Chapter 11 - Goodness-of-Fit and Contingency Tables

11-1 Goodness-of-Fit

A goodness-of-fit test is used to test the hypothesis that an observed frequency distribution fits (or conforms to) some claimed distribution
Notation for testing for goodness-of-fit:
- O: observed frequency of an outcome
- E: expected frequency of an outcome
- k: number of different categories or cells
- n: total number of trials (or total of observed sample values)

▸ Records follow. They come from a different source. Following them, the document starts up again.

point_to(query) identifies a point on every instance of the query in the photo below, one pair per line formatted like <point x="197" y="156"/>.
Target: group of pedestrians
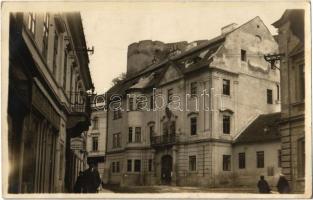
<point x="88" y="181"/>
<point x="282" y="185"/>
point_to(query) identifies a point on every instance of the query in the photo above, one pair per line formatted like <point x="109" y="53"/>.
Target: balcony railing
<point x="163" y="140"/>
<point x="80" y="102"/>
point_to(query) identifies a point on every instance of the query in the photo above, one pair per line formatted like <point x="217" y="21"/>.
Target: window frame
<point x="269" y="96"/>
<point x="226" y="162"/>
<point x="226" y="87"/>
<point x="138" y="134"/>
<point x="45" y="38"/>
<point x="193" y="89"/>
<point x="55" y="52"/>
<point x="242" y="160"/>
<point x="31" y="23"/>
<point x="243" y="54"/>
<point x="193" y="163"/>
<point x="170" y="94"/>
<point x="130" y="134"/>
<point x="260" y="163"/>
<point x="129" y="165"/>
<point x="95" y="143"/>
<point x="137" y="165"/>
<point x="226" y="126"/>
<point x="193" y="125"/>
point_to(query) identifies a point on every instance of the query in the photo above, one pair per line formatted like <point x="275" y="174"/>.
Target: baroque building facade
<point x="48" y="104"/>
<point x="96" y="135"/>
<point x="175" y="120"/>
<point x="291" y="40"/>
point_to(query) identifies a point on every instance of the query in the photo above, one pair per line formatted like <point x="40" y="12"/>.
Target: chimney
<point x="228" y="28"/>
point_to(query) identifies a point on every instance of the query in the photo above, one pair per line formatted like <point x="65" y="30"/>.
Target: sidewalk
<point x="176" y="189"/>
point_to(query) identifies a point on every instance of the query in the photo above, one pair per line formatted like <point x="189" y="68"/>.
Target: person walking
<point x="263" y="186"/>
<point x="283" y="185"/>
<point x="78" y="187"/>
<point x="92" y="179"/>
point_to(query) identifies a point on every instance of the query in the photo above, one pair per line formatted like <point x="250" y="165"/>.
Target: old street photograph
<point x="150" y="97"/>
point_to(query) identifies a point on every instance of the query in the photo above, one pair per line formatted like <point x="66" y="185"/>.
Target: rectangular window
<point x="193" y="89"/>
<point x="117" y="113"/>
<point x="113" y="167"/>
<point x="131" y="103"/>
<point x="301" y="158"/>
<point x="242" y="160"/>
<point x="140" y="101"/>
<point x="277" y="88"/>
<point x="95" y="122"/>
<point x="270" y="171"/>
<point x="165" y="128"/>
<point x="226" y="87"/>
<point x="150" y="165"/>
<point x="173" y="128"/>
<point x="137" y="165"/>
<point x="45" y="39"/>
<point x="226" y="124"/>
<point x="301" y="82"/>
<point x="116" y="140"/>
<point x="55" y="52"/>
<point x="243" y="55"/>
<point x="117" y="167"/>
<point x="192" y="163"/>
<point x="130" y="134"/>
<point x="169" y="95"/>
<point x="31" y="22"/>
<point x="193" y="125"/>
<point x="269" y="96"/>
<point x="279" y="158"/>
<point x="260" y="159"/>
<point x="129" y="165"/>
<point x="138" y="134"/>
<point x="64" y="69"/>
<point x="94" y="143"/>
<point x="151" y="102"/>
<point x="226" y="163"/>
<point x="151" y="130"/>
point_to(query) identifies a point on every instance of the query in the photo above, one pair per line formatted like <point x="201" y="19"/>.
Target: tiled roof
<point x="263" y="129"/>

- p: probability that a sample value falls within a particular category
Requirements for testing for goodness-of-fit:
- The data have been randomly selected
- The sample data consist of frequency counts for each of the different categories
- For each category, the expected frequency is at least 5
If the expected frequencies are all equal: Calculate E = n/k
If the expected frequencies are NOT all equal: Calculate E = np for each individual category
The observed frequencies are all whole numbers because they represent actual counts, but the expected frequencies need not be whole numbers
"If the P is low, the null must go" (If the p-value is small, reject the null hypothesis that the distribution is as claimed)

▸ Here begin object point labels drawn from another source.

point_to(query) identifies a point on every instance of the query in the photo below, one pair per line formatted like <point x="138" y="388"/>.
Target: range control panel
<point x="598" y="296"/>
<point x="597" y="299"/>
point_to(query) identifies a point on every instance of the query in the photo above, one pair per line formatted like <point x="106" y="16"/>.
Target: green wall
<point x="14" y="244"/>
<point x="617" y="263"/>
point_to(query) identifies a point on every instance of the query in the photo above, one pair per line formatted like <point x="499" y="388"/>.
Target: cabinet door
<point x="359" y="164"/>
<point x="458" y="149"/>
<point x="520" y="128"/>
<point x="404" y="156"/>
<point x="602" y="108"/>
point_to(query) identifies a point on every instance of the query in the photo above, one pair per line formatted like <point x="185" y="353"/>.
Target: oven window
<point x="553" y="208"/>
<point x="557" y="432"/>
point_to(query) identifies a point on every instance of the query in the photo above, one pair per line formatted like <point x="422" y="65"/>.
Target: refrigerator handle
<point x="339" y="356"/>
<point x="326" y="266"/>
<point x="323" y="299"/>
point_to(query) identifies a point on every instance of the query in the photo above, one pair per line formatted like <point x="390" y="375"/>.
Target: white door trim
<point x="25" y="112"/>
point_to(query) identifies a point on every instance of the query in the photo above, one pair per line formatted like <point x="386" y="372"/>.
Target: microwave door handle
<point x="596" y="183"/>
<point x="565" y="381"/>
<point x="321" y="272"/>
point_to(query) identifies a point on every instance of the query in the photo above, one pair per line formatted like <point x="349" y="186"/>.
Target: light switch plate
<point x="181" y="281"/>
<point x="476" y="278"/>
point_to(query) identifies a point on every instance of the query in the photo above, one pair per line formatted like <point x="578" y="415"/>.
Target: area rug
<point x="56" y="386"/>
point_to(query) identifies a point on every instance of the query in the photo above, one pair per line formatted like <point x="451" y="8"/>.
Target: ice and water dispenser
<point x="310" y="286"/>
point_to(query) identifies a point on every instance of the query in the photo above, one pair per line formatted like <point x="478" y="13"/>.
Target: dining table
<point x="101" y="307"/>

X^2 test statistic is a measure of the discrepancy between observed and expected frequencies
The theoretical distribution of sum(O-E)^2/E is a discrete distribution because the number of possible values is finite. The distribution can be approximated by a chi-square distribution, which is continuous. This approximation is generally considered acceptable, given that all expected values E >= 5
The number of degrees of freedom reflects the fact that we can freely assign frequencies to k-1 categories before the frequency for every category is determined

11-2 Contingency Tables

A contingency table (or two-way frequency table) is a table consisting of frequency counts of categorical data corresponding to two different variables (one variable used to categorize rows, the second variable used to categorize columns)

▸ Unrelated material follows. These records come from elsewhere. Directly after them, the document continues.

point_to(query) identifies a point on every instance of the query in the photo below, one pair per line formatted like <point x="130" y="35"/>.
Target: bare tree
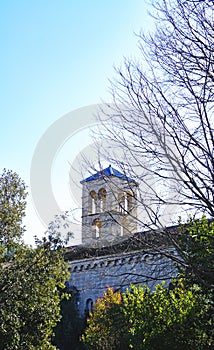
<point x="160" y="127"/>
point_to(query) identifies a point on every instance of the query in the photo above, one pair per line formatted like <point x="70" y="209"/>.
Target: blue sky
<point x="57" y="56"/>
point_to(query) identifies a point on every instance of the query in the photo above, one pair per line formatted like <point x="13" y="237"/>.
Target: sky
<point x="56" y="61"/>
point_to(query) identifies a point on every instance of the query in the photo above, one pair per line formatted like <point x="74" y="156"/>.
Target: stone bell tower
<point x="109" y="207"/>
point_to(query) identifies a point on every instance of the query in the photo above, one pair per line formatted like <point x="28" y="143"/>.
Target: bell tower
<point x="109" y="207"/>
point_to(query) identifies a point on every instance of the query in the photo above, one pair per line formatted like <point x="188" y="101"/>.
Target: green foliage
<point x="196" y="242"/>
<point x="167" y="319"/>
<point x="142" y="319"/>
<point x="12" y="207"/>
<point x="29" y="278"/>
<point x="105" y="324"/>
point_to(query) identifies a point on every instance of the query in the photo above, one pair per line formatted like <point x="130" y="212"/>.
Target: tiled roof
<point x="107" y="173"/>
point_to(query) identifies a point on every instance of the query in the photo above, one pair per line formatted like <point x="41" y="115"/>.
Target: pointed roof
<point x="107" y="173"/>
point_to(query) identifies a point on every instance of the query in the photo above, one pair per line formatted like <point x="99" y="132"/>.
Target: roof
<point x="107" y="173"/>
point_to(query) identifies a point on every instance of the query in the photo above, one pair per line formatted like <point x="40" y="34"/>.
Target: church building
<point x="113" y="253"/>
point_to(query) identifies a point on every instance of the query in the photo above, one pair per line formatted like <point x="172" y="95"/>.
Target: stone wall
<point x="90" y="277"/>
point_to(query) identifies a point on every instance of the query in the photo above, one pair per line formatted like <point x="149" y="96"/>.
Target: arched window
<point x="89" y="305"/>
<point x="125" y="202"/>
<point x="93" y="197"/>
<point x="97" y="223"/>
<point x="102" y="199"/>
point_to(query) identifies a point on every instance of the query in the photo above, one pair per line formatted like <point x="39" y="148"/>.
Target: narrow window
<point x="102" y="199"/>
<point x="93" y="197"/>
<point x="97" y="223"/>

In a test of independence, we test the null hypothesis that in a contingency table, the row and column variables are independent
Notation for contingency table:
- O: observed frequency in a cell
- E: expected frequency in a cell
- r: number of rows in a contingency table
- c: number of columns in a contingency table
Requirements for contingency table:
- Sample data are randomly selected
- Sample data are represented as frequency counts in a two-way table
- For every cell in the contingency table, the expected frequency E is at least 5
Degrees of freedom = (r-1)(c-1)
Test of independence with a contingency table are always right-tailed
The distribution of the test statistic X^2 can be approximated by the chi-square distribution
E = (row total * column total) / (grand total)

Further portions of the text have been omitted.